NOW ON YOUR OWN.... Make a scatterplot of weight versus desired weight. Describe the relationship between these two variables.
plot( cdc$weight , cdc$wtdesire)
There is a positive relationship between desired weight and weight, with a few potential outliers on top and far right.
Let's consider a new variable: the difference between desired weight (wtdesire) and current weight (weight). Create this new variable by subtracting the two columns in the data frame and assigning them to a new object called wdiff.
wdiff = cdc$wtdesire - cdc$weight
str(wdiff)
## int [1:20000] 0 -10 0 -8 -20 0 -9 -10 -20 -10 ...
What type of data is wdiff? If an observation wdiff is 0, what does this mean about the person's weight and desired weight.
wdiff’s data type is discrete as we can see using str() function (integers).
If 0, that means this person’s weight and desired weight are the same.
What if wdiff is positive or negative?
If wdiff is positive, that means this person’s weight is smaller than desired weight.
If negative, then weight larger than desired weight.
Describe the distribution of wdiff in terms of its center, shape, and spread, including any plots you use.
boxplot(wdiff)
summary(wdiff)
## Min. 1st Qu. Median Mean 3rd Qu. Max.
## -300.00 -21.00 -10.00 -14.59 0.00 500.00
hist(wdiff, breaks= 100)
What does this tell us about how people feel about their current weight?
From the summary(wdiff) function and histogram we can see that the center is below 0, skewed to the left, and spread from -300 to 500. From the boxplots we can see that there are a few potential outliers. This indicates that most people feel that their weights are larger than their desired weights.
Using mumerical summaries and a side-by-side box plot, determine if men tend to view their weight differently than women.
menweight = subset(cdc, cdc$gender == "m")
menweight = subset(cdc$wtdesire - cdc$weight, cdc$gender == "m")
womenweight = subset(cdc$wtdesire - cdc$weight, cdc$gender == "f")
summary(menweight)
## Min. 1st Qu. Median Mean 3rd Qu. Max.
## -300.00 -20.00 -5.00 -10.71 0.00 500.00
summary(womenweight)
## Min. 1st Qu. Median Mean 3rd Qu. Max.
## -300.00 -27.00 -10.00 -18.15 0.00 83.00
boxplot(menweight, womenweight)
It seems that females have slightly bigger gaps (differences between their weights and desired weights) than males by looking at the summary (median and mean).

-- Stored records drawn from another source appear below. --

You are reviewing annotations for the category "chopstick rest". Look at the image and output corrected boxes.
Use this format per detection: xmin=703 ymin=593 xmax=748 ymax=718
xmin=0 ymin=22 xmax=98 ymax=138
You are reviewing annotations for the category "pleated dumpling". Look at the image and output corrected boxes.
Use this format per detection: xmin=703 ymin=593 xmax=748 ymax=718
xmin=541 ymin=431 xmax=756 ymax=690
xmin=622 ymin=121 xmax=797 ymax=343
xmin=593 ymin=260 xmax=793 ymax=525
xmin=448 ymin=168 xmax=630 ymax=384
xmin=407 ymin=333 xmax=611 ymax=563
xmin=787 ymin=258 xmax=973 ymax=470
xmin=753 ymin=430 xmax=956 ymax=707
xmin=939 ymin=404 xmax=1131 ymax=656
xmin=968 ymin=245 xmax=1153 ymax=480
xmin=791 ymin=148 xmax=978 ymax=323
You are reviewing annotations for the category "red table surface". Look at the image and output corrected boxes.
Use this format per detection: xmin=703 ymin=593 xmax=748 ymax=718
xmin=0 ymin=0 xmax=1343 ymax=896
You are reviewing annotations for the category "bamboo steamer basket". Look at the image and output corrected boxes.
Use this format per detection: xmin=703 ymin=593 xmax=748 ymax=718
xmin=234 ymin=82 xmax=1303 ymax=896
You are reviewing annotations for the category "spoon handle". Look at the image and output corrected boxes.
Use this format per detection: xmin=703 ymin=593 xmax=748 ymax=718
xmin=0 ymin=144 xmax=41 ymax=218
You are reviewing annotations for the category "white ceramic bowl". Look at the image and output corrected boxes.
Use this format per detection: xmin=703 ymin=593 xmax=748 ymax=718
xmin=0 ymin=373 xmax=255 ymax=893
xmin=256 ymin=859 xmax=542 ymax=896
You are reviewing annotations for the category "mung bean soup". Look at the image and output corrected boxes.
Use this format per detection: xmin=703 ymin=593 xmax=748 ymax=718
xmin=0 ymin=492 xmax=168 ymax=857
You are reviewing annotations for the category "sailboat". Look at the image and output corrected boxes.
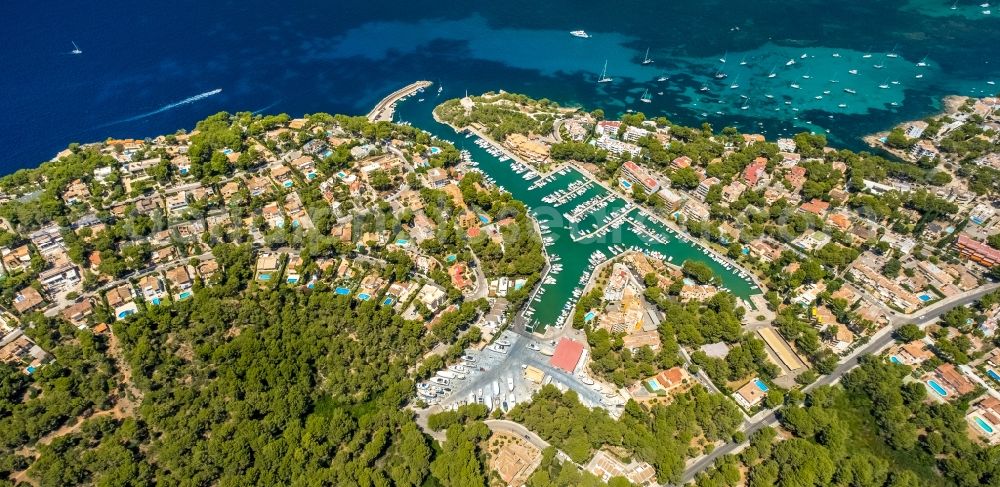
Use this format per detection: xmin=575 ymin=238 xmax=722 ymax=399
xmin=642 ymin=47 xmax=653 ymax=65
xmin=597 ymin=59 xmax=614 ymax=83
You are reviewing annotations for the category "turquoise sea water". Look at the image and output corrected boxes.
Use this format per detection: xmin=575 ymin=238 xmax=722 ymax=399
xmin=396 ymin=94 xmax=760 ymax=331
xmin=0 ymin=0 xmax=1000 ymax=172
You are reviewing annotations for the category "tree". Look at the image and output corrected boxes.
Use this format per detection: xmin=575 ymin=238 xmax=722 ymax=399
xmin=894 ymin=323 xmax=927 ymax=343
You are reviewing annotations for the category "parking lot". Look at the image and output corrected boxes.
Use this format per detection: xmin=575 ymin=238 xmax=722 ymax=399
xmin=425 ymin=330 xmax=624 ymax=412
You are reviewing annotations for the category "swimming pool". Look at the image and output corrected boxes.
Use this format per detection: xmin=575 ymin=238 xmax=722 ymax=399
xmin=927 ymin=379 xmax=948 ymax=397
xmin=976 ymin=416 xmax=993 ymax=435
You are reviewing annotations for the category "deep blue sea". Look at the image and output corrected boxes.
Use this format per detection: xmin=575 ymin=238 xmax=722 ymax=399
xmin=0 ymin=0 xmax=1000 ymax=173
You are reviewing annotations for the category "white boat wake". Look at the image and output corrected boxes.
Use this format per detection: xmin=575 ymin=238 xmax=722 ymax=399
xmin=100 ymin=88 xmax=222 ymax=127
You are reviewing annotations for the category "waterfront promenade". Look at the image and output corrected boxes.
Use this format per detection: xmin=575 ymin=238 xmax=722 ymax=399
xmin=368 ymin=81 xmax=434 ymax=122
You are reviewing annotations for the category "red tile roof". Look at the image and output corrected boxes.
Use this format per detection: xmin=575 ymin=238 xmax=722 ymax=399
xmin=549 ymin=338 xmax=583 ymax=374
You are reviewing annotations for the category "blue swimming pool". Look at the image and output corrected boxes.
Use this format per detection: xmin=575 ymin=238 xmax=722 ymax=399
xmin=927 ymin=379 xmax=948 ymax=397
xmin=976 ymin=416 xmax=993 ymax=435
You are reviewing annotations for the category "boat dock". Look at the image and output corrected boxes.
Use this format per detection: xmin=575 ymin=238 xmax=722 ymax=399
xmin=368 ymin=81 xmax=434 ymax=122
xmin=570 ymin=207 xmax=636 ymax=242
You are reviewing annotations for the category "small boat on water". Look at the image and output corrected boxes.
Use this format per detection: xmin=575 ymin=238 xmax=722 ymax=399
xmin=597 ymin=59 xmax=614 ymax=83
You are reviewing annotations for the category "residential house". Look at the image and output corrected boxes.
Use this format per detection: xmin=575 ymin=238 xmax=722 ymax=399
xmin=13 ymin=287 xmax=45 ymax=313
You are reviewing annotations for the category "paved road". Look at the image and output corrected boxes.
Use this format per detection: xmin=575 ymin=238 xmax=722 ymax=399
xmin=681 ymin=284 xmax=1000 ymax=484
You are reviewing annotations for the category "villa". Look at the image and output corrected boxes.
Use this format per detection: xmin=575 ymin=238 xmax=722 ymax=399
xmin=733 ymin=377 xmax=768 ymax=410
xmin=139 ymin=274 xmax=167 ymax=304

Now it's time to get creative. Find the mean and standard deviation of weight and determine what proportion of the weights are within one standard deviation of the mean.
mycount = subset(cdc$weight, cdc$weight > (mean(cdc$weight)-sd(cdc$weight)) &
cdc$weight < (mean(cdc$weight)+sd(cdc$weight)))
length(mycount) / nrow(cdc)
## [1] 0.7076
70.76% of the weights are within one standard deviation of the mean.